Author: C.S. Lewis
First Published: 1940
No. of Pages: 104
Synopsis (from B&N): "Why must we suffer? 'If God is good and all-powerful, why does he allow his creatures to suffer pain?' And what of the suffering of animals, who neither deserve pain nor can be improved by it? The greatest Christian thinker of our time sets out to disentangle this knotty issue. With his signature wealth of compassion and insight, C. S. Lewis offers answers to these crucial questions and shares his hope and wisdom to help heal a world hungering for a true understanding of human nature."
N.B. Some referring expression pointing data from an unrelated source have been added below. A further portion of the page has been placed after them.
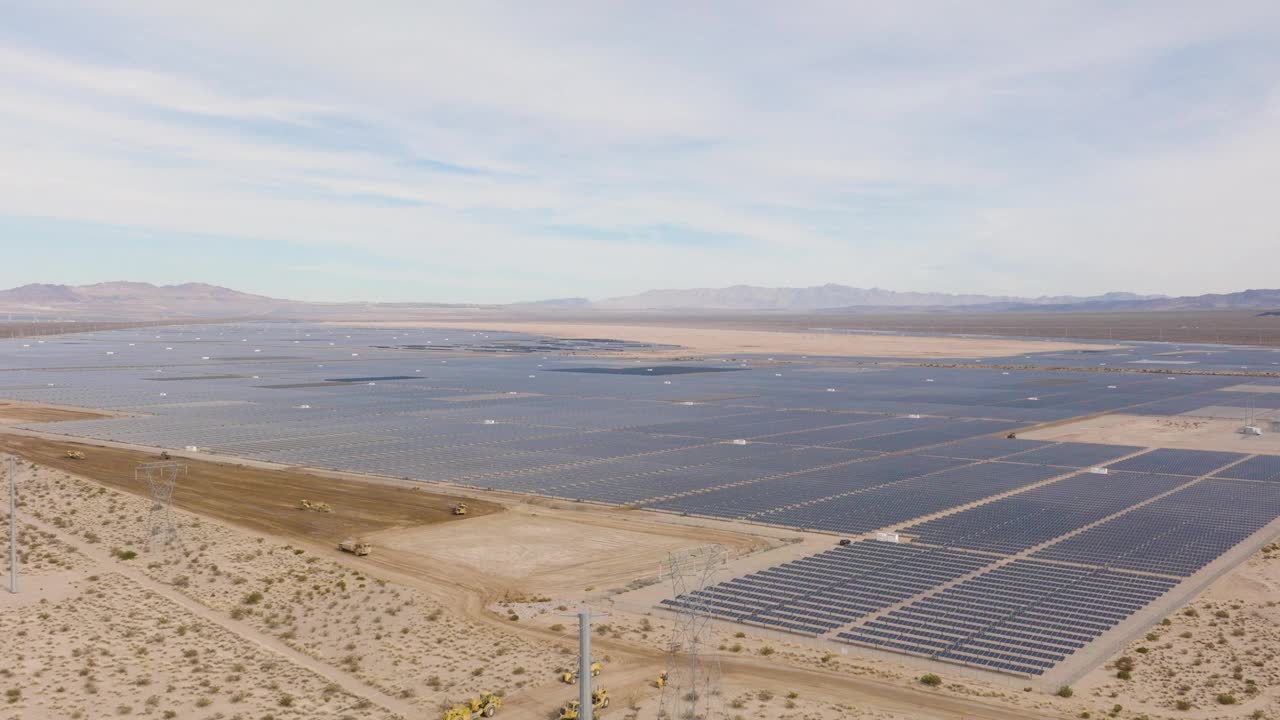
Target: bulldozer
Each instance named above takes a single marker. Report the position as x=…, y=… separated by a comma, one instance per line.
x=484, y=706
x=355, y=547
x=572, y=677
x=599, y=701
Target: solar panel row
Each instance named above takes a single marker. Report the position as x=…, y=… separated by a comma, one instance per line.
x=1179, y=533
x=1023, y=520
x=1020, y=618
x=823, y=592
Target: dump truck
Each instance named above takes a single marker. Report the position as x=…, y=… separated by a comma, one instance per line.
x=572, y=677
x=355, y=547
x=599, y=701
x=484, y=706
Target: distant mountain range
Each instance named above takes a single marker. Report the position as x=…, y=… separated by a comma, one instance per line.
x=133, y=300
x=830, y=297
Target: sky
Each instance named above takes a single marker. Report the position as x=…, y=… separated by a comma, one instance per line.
x=494, y=153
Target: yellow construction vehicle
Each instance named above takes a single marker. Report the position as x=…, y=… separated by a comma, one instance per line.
x=355, y=547
x=484, y=706
x=599, y=701
x=572, y=677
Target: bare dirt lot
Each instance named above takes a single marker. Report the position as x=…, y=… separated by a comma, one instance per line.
x=14, y=413
x=223, y=491
x=540, y=551
x=712, y=341
x=1185, y=432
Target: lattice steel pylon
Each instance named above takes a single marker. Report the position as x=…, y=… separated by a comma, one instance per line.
x=691, y=689
x=161, y=478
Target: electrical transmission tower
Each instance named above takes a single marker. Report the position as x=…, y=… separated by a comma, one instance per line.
x=161, y=477
x=13, y=524
x=691, y=691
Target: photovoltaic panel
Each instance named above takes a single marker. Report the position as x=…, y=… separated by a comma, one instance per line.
x=1179, y=533
x=1192, y=463
x=1020, y=522
x=823, y=592
x=1265, y=468
x=1022, y=618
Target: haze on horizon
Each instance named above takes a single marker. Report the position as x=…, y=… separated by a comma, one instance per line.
x=489, y=153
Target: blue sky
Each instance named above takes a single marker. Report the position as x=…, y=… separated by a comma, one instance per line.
x=515, y=151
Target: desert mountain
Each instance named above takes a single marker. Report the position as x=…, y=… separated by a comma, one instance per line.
x=135, y=300
x=828, y=296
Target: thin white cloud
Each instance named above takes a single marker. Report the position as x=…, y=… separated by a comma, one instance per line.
x=923, y=147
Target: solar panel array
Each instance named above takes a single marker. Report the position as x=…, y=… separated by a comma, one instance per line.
x=1265, y=468
x=1179, y=533
x=1022, y=618
x=1027, y=519
x=836, y=449
x=823, y=592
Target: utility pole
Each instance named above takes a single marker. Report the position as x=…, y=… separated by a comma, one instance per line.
x=13, y=525
x=584, y=664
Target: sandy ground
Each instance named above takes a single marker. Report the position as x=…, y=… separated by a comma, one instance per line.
x=16, y=413
x=295, y=629
x=695, y=341
x=540, y=551
x=1214, y=659
x=1185, y=432
x=219, y=490
x=283, y=625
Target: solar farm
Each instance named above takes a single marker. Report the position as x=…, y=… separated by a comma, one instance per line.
x=1010, y=555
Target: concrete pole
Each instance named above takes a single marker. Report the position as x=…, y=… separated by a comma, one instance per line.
x=584, y=664
x=13, y=527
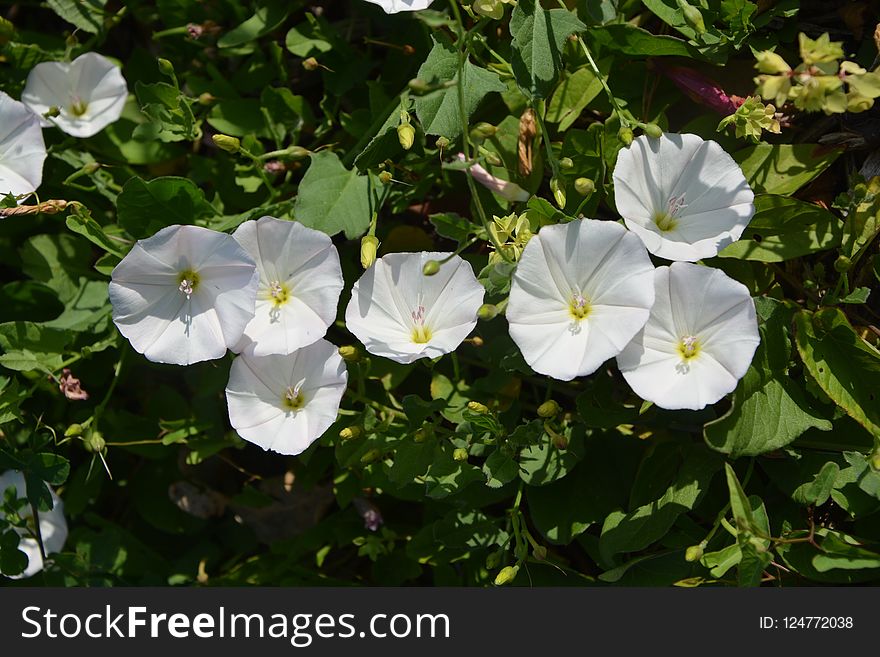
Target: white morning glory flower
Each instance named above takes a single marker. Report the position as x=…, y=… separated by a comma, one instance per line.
x=88, y=92
x=22, y=150
x=300, y=283
x=580, y=292
x=53, y=526
x=285, y=403
x=394, y=6
x=401, y=314
x=698, y=342
x=684, y=196
x=184, y=295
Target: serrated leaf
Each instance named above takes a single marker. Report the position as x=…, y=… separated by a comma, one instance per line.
x=332, y=198
x=439, y=111
x=145, y=207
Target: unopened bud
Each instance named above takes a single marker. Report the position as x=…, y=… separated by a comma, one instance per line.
x=549, y=409
x=350, y=353
x=73, y=430
x=369, y=246
x=693, y=553
x=483, y=130
x=406, y=135
x=431, y=267
x=584, y=186
x=94, y=442
x=692, y=16
x=506, y=575
x=227, y=143
x=842, y=264
x=653, y=130
x=558, y=190
x=487, y=311
x=166, y=67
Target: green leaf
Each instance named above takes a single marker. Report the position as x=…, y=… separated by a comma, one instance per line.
x=636, y=530
x=630, y=40
x=439, y=110
x=269, y=16
x=574, y=93
x=145, y=207
x=817, y=492
x=538, y=39
x=87, y=15
x=785, y=228
x=500, y=468
x=784, y=168
x=333, y=199
x=846, y=367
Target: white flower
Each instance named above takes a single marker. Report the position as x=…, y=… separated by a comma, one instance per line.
x=285, y=403
x=22, y=150
x=300, y=283
x=184, y=295
x=394, y=6
x=684, y=196
x=580, y=292
x=53, y=526
x=88, y=92
x=698, y=342
x=401, y=314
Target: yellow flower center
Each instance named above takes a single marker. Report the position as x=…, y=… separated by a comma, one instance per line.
x=188, y=281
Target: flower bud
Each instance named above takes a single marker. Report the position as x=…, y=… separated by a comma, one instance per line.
x=369, y=246
x=350, y=353
x=487, y=311
x=558, y=190
x=506, y=575
x=73, y=430
x=431, y=267
x=692, y=17
x=693, y=553
x=653, y=130
x=406, y=135
x=483, y=130
x=584, y=186
x=166, y=67
x=477, y=407
x=549, y=409
x=842, y=264
x=227, y=143
x=94, y=442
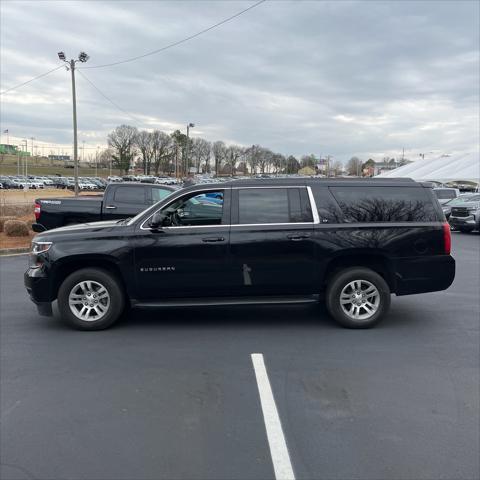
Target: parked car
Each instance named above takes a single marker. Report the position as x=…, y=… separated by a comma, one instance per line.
x=466, y=216
x=119, y=200
x=444, y=194
x=353, y=242
x=7, y=183
x=447, y=207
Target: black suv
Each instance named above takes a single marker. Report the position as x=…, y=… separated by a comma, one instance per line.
x=353, y=242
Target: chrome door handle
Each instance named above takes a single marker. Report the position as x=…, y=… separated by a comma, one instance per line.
x=297, y=237
x=213, y=239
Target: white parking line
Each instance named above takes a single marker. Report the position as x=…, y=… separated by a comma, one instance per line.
x=276, y=439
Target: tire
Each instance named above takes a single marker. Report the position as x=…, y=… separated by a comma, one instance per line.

Fiction or Nonfiction: Nonfiction
Comments and Critique: This book was so wonderful and so thought-provoking that I wanted to reread it immediately after I finished, and I would have if I didn't have so many other books waiting. But I guarantee that I'll be scanning it, if not reading in its entirety, again very soon. There were a number of points that I want to write down somewhere -- I'd go into it here but 1) it's really better suited outside of a review, and 2) I know that I couldn't do it justice. It's enough to say that this book has given me an entirely new view on human pain and why God "let's bad things happen." My only caveat to potential readers is that this is not an easy book -- it's incredibly intellectual and parts can be difficult to understand. I consider myself relatively intelligent, but I'm not ashamed to admit that some parts went way over my head. But even that can't detract from the overall greatness of this book. Highly, highly encouraged.